The main effect of interest (`rx1_indomethacin`

) is however still reasonably well calibrated

```
stats_effect <- res_indo_complex$stats[res_indo_complex$stats$parameter == "rx1_indomethacin",]
main_eff_coverage <- empirical_coverage(stats_effect, width = c(0.5,0.9, 0.95))
main_eff_coverage
```

```
## # A tibble: 3 x 6
## parameter width width_represented ci_low estimate ci_high
## <chr> <dbl> <dbl> <dbl> <dbl> <dbl>
## 1 rx1_indomethacin 0.5 0.500 0.438 0.482 0.526
## 2 rx1_indomethacin 0.9 0.900 0.868 0.898 0.922
## 3 rx1_indomethacin 0.95 0.950 0.930 0.952 0.967
```

The above case aimed at making the normal approximation to the posterior problematic. We can obviously make things worse by also introducing a strong prior, concentrating away from zero which we’ll do here:

```
set.seed(1685554)
datasets_indo_complex_narrow <- generate_datasets(SBC_generator_function(
generator_single_logistic,
formula = formula_indo_complex,
dataset = indo_rct_complex,
intercept_prior_loc = 3,
intercept_prior_width = 0.5,
predictor_prior_loc = c(-2, 2),
predictor_prior_width = 0.5),
n_datasets = 500)
```

```
res_indo_complex_narrow <- compute_results(datasets_indo_complex_narrow, backend_indo_complex,
cache_mode = "results",
cache_location = file.path(cache_dir,"indo_complex_narrow"))
```

`## Results loaded from cache file 'indo_complex_narrow'`

`## - 169 (34%) of fits had 0/1 probabilities.`

`## - 2 (0%) of fits did not converge.`

```
## Not all diagnostics are OK.
## You can learn more by inspecting $default_diagnostics, $backend_diagnostics
## and/or investigating $outputs/$messages/$warnings for detailed output from the backend.
```

This is enough to make basically all the parameters poorly calibrated:

`plot_rank_hist(res_indo_complex_narrow)`

`plot_ecdf_diff(res_indo_complex_narrow)`

To make the analysis complete, we’ll also return to the simple, well-informed model, but use narrow priors.

```
set.seed(3289542)
datasets_indo_simple_narrow <- generate_datasets(SBC_generator_function(
generator_single_logistic,
formula = formula_indo_simple,
dataset = medicaldata::indo_rct,
intercept_prior_loc = 3,
intercept_prior_width = 0.5,
predictor_prior_loc = c(-2, 2),
predictor_prior_width = 0.5),
n_datasets = 500)
```

```
res_indo_simple_narrow <- compute_results(datasets_indo_simple_narrow, backend_indo_simple,
cache_mode = "results",
cache_location = file.path(cache_dir,"indo_simple_narrow"))
```

`## Results loaded from cache file 'indo_simple_narrow'`

Turns out that in this case, the likelihood is sometimes not enough to completely overwhelm the prior and the main treatment effect is poorly calibrated:

`plot_rank_hist(res_indo_simple_narrow)`

`plot_ecdf_diff(res_indo_simple_narrow)`

Implementing a minimal support for SBC using an additional algorithm requires writing three relatively simple functions.

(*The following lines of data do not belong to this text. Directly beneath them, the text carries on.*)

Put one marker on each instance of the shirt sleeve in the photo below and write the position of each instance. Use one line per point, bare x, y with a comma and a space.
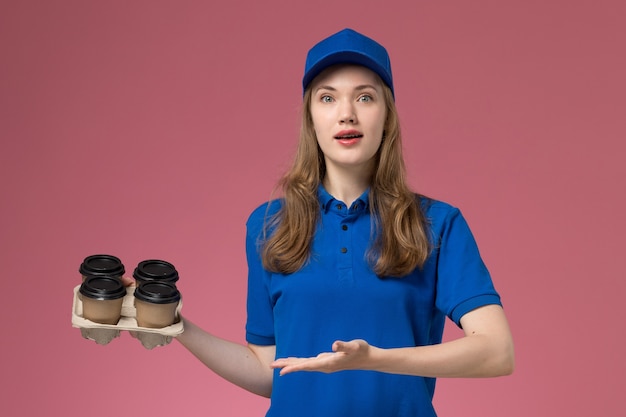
463, 281
260, 321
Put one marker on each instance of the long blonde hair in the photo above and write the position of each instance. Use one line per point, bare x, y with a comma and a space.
401, 242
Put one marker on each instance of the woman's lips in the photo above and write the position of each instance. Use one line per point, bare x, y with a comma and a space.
348, 137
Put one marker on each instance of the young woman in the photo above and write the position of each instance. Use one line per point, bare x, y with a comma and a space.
351, 274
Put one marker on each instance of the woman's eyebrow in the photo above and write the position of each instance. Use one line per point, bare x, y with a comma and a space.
357, 88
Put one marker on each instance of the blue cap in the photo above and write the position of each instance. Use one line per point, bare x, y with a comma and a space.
347, 47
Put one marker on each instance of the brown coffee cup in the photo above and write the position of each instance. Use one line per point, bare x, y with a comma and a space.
156, 303
102, 299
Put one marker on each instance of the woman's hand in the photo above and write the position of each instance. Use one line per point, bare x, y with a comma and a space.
354, 354
128, 281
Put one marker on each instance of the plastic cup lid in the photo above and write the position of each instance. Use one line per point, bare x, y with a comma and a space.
157, 292
156, 270
103, 288
98, 265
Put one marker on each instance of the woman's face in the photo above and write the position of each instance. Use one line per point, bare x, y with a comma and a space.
348, 112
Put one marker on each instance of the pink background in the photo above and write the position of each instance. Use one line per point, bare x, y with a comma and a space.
150, 129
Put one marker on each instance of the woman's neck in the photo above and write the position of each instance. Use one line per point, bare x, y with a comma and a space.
345, 186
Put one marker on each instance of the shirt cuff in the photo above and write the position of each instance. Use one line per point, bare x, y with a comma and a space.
472, 304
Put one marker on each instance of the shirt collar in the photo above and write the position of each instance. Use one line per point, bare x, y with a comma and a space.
326, 200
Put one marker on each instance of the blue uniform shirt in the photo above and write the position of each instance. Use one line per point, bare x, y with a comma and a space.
337, 296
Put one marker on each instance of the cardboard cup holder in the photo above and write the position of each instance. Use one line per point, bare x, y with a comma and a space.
103, 334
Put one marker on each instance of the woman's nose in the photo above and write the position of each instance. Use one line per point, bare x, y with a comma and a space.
347, 114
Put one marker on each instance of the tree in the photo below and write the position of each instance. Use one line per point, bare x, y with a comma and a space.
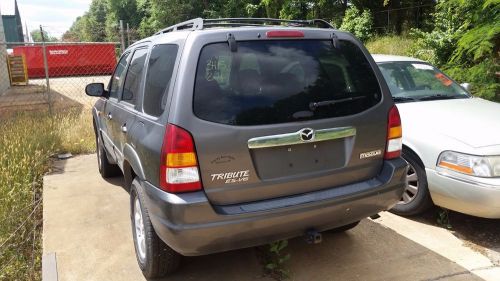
36, 35
358, 23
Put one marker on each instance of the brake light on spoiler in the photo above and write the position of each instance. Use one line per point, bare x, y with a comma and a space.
284, 34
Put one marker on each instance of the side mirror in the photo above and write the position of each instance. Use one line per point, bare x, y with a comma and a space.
95, 90
466, 86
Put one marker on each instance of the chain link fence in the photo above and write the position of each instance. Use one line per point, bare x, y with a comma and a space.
52, 76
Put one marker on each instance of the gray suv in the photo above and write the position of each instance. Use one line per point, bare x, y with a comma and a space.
232, 133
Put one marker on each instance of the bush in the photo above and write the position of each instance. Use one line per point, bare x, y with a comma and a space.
390, 45
481, 76
358, 23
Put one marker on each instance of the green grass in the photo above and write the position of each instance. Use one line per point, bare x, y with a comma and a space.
27, 141
390, 45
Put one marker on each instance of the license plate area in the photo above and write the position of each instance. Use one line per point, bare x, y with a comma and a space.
293, 160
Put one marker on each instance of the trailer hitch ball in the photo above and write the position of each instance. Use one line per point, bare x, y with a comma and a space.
313, 237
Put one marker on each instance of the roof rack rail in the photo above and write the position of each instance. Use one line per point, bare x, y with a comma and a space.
199, 23
192, 24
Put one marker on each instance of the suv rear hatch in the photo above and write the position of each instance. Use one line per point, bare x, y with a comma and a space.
284, 116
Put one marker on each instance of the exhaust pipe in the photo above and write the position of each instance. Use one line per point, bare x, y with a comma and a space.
313, 236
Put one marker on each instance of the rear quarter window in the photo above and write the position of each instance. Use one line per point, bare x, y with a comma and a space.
158, 78
278, 81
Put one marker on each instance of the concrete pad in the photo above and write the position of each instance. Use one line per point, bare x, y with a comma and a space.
442, 241
87, 226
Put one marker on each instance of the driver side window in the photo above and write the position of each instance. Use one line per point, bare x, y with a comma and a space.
118, 77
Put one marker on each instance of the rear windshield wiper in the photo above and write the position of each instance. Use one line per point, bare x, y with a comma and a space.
315, 105
402, 99
438, 97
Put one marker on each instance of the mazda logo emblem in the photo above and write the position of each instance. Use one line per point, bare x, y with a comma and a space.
306, 134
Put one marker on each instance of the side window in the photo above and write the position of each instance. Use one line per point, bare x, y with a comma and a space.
134, 74
158, 77
118, 75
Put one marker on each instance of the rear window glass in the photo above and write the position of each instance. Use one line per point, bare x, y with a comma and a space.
278, 81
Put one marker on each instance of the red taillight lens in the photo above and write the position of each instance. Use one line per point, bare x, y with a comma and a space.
179, 166
394, 135
284, 34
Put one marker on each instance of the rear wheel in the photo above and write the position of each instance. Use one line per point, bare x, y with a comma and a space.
106, 169
416, 198
155, 258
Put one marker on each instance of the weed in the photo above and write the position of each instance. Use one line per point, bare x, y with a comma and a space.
443, 218
26, 143
274, 260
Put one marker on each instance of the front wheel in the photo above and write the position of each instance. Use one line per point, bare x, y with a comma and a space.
155, 258
416, 198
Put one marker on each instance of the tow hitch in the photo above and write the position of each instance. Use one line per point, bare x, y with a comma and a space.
313, 236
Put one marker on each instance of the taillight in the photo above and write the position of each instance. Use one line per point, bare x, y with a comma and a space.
394, 135
284, 34
179, 166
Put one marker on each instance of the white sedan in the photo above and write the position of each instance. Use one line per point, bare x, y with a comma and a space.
451, 140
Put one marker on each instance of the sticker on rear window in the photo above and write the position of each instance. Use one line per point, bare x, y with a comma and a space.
444, 80
422, 66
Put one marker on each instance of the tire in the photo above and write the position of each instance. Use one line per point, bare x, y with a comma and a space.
416, 198
345, 228
154, 257
106, 169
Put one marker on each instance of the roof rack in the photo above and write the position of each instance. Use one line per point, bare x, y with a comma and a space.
199, 23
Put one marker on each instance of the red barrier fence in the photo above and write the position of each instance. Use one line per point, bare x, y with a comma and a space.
69, 59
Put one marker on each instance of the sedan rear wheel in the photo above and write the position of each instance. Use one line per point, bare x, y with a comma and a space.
416, 198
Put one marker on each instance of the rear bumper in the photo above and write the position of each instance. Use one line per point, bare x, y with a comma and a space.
190, 225
475, 196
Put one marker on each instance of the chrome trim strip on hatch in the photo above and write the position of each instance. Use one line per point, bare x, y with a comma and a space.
296, 138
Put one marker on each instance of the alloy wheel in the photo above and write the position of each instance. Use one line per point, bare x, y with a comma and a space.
412, 184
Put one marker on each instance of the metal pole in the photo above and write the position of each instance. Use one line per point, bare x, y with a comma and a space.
388, 20
46, 66
122, 36
128, 35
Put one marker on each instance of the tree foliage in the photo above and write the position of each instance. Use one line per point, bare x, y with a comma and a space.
461, 36
359, 23
100, 23
36, 35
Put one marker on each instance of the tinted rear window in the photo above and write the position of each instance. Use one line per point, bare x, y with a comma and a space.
280, 81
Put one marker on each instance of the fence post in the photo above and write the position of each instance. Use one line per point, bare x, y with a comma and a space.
122, 36
128, 35
46, 67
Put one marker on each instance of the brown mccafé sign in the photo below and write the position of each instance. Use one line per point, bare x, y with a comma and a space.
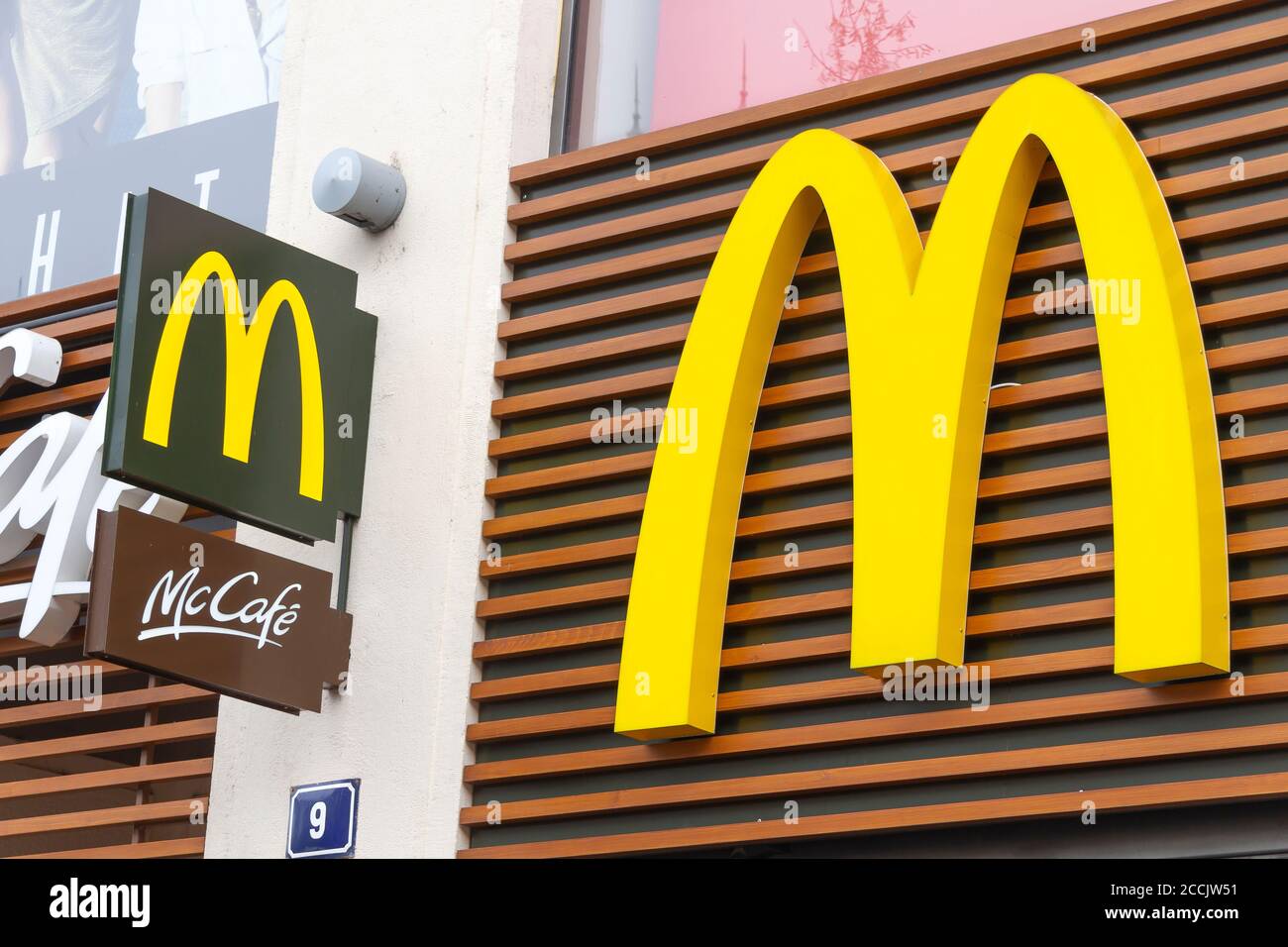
200, 608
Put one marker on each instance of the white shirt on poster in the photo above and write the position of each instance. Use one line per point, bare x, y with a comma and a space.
211, 50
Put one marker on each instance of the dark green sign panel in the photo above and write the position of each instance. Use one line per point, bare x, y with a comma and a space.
241, 371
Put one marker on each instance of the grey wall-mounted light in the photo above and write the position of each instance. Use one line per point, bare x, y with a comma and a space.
360, 189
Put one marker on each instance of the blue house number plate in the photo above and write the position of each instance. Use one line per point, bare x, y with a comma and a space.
323, 819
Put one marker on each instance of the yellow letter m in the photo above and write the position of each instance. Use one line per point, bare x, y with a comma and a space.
921, 328
244, 364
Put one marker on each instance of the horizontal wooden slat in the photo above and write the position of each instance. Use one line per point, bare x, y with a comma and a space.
905, 772
881, 86
1013, 621
29, 750
93, 818
167, 848
1065, 433
1232, 132
1132, 699
112, 702
983, 812
702, 250
91, 292
1021, 352
103, 779
840, 558
949, 111
846, 688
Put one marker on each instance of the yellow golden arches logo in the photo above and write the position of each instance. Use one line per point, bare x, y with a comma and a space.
244, 360
922, 328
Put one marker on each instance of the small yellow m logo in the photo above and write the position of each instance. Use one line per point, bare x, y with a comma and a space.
244, 361
922, 328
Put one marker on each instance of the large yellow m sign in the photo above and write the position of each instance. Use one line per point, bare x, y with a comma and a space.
922, 328
244, 360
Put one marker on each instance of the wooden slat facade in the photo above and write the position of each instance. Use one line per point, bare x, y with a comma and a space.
606, 268
123, 781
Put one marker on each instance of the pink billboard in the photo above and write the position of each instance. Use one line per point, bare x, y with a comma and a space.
716, 55
655, 63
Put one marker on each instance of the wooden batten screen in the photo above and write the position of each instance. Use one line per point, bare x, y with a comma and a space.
608, 265
124, 780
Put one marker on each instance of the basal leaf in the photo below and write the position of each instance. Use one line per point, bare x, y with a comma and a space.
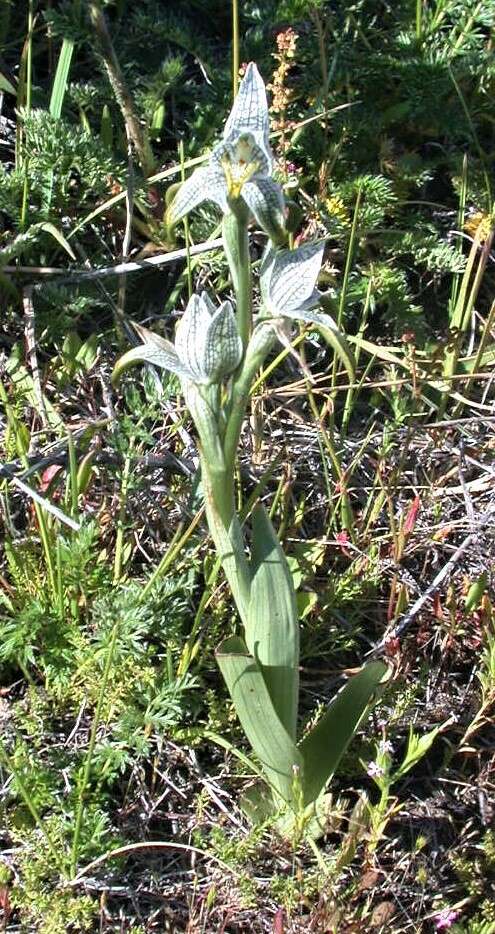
272, 633
323, 748
275, 750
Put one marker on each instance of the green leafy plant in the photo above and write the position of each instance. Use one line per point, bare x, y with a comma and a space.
216, 356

If you happen to wrap an algorithm, we’d be happy to accept a pull request with your backend at https://github.com/hyunjimoon/SBC/.

We’ve also shown that in some cases, `glm`

can actually be a pretty good approximation to a fully Bayesian treatment of an equivalent model. Unfortunately, the approximation does not work always so well - but SBC can tell us when it works and when it fails.